Contractualiser et suivre le projet
Le contrat doit nommer les livrables et leur calendrier : maquettes validées, versions intermédiaires testables, recette avant chaque mise en production. Exigez la propriété du code source et des comptes de publication (App Store, Google Play) à votre nom. C’est la condition de la réversibilité si la collaboration s’arrête. Enfin, un point d’avancement court à échéance fixe vaut mieux qu’un long comité mensuel : les dérives de planning se voient en semaines, pas en trimestres.
Une fois l’application en ligne, le projet ne s’arrête pas : prévoyez dès le contrat qui suit les retours des utilisateurs sur les stores, qui corrige sous quel délai, et à quel rythme l’application sera mise à jour. Les données de cette page donnent d’ailleurs un critère de sélection trop peu utilisé : une structure qui déclare des salariés depuis plusieurs années a, par construction, les moyens d’assurer ce suivi dans la durée.
Les pièges qui reviennent le plus souvent
Les écueils classiques se ressemblent d’un projet à l’autre : un périmètre jamais figé qui transforme le forfait en compteur ouvert, un socle technique propriétaire qui interdit de partir, des tests réalisés uniquement sur simulateur, et une sous-traitance découverte en cours de route. Aucun n’est une fatalité : tous se détectent avant la signature, en exigeant des réponses écrites. Qui développe, sur quelle base technique, testé comment, avec quel processus de recette.
D’où viennent les chiffres de cette page
Chaque chiffre est recalculable : le stock mensuel de la base Sirene est téléchargeable par quiconque sur data.gouv.fr, et cette page n’y ajoute que des sommes et des tris. Établissements actifs, diffusibles, personnes morales uniquement. Les entreprises individuelles sont volontairement hors périmètre : les totaux sont donc des planchers. Population, département, région et intercommunalité viennent de geo.api.gouv.fr.
Ce que ces données ne disent pas. Et que cette page n’invente donc pas : la spécialité réelle de chaque structure (le code NAF décrit l’activité principale, pas le détail des compétences), l’effectif exact (l’Insee publie des tranches déclaratives), et surtout la qualité des prestations. Aucune note, aucun avis agrégé, aucun nombre de clients : quand une information n’est pas vérifiable, elle n’apparaît pas ici.

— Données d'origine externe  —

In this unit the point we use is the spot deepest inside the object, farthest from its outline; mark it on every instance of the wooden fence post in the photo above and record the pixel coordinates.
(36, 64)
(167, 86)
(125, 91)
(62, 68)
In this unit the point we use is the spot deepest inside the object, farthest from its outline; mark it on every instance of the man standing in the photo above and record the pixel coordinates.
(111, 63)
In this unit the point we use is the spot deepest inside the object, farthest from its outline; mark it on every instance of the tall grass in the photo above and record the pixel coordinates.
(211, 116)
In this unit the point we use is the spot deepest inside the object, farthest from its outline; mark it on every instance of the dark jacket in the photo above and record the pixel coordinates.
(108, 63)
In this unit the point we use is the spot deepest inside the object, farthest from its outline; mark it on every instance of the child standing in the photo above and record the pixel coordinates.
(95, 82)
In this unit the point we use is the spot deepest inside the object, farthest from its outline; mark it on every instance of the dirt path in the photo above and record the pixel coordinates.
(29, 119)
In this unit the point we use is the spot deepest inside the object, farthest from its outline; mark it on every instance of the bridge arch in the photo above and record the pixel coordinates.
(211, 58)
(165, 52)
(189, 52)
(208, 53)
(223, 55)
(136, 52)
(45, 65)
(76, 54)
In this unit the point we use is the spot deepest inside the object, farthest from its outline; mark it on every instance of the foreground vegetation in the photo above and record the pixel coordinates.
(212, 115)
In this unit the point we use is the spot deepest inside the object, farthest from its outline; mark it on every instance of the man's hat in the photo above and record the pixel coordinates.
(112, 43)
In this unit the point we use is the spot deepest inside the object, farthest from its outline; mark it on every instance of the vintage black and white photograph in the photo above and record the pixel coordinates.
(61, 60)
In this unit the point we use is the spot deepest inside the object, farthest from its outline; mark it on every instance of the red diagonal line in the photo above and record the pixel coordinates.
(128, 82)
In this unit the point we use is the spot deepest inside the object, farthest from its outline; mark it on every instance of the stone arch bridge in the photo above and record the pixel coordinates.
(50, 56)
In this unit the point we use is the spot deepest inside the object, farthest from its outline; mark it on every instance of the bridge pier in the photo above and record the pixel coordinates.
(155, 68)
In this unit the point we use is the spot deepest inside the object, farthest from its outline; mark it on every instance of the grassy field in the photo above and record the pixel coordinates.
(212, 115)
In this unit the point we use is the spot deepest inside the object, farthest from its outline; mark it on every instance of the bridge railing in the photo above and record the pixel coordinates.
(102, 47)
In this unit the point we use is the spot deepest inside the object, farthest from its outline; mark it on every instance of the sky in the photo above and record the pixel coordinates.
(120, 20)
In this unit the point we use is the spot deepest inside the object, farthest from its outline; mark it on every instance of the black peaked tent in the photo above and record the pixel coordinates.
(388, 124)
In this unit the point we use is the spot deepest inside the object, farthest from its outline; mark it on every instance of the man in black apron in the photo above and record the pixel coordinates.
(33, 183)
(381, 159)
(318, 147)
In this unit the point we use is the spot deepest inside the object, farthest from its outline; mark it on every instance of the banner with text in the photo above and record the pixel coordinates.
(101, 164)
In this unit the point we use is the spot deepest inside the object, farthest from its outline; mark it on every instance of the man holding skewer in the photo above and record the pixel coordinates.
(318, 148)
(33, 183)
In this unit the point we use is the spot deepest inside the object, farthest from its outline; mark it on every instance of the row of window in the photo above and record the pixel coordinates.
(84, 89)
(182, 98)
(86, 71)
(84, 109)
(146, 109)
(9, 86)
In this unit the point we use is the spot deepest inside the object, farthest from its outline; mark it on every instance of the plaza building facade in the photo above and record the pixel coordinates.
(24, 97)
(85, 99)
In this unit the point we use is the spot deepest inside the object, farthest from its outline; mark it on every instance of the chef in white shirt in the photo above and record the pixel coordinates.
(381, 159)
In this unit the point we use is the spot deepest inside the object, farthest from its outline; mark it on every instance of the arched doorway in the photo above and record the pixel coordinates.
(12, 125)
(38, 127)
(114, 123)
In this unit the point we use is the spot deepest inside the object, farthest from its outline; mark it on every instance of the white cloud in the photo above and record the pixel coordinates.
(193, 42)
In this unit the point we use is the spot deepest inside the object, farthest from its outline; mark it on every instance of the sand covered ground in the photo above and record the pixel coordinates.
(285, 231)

Un mot sur la sélection affichée plus haut : elle découle mécaniquement de deux données Sirene. L’effectif déclaré d’abord, la date d’immatriculation ensuite. Quiconque applique les mêmes critères aux mêmes données obtient la même liste : c’est exactement ce que la page méthodologie explique, et c’est ce qui distingue une sélection vérifiable d’un palmarès d’avis.
La règle éditoriale vaut pour l’ensemble des Bouches-du-Rhône et toute la région Provence-Alpes-Côte d'Azur : des critères publics, vérifiables, et aucune note inventée. La sélection nationale des agences d’applications mobiles permet d’élargir la comparaison au-delà du bassin local.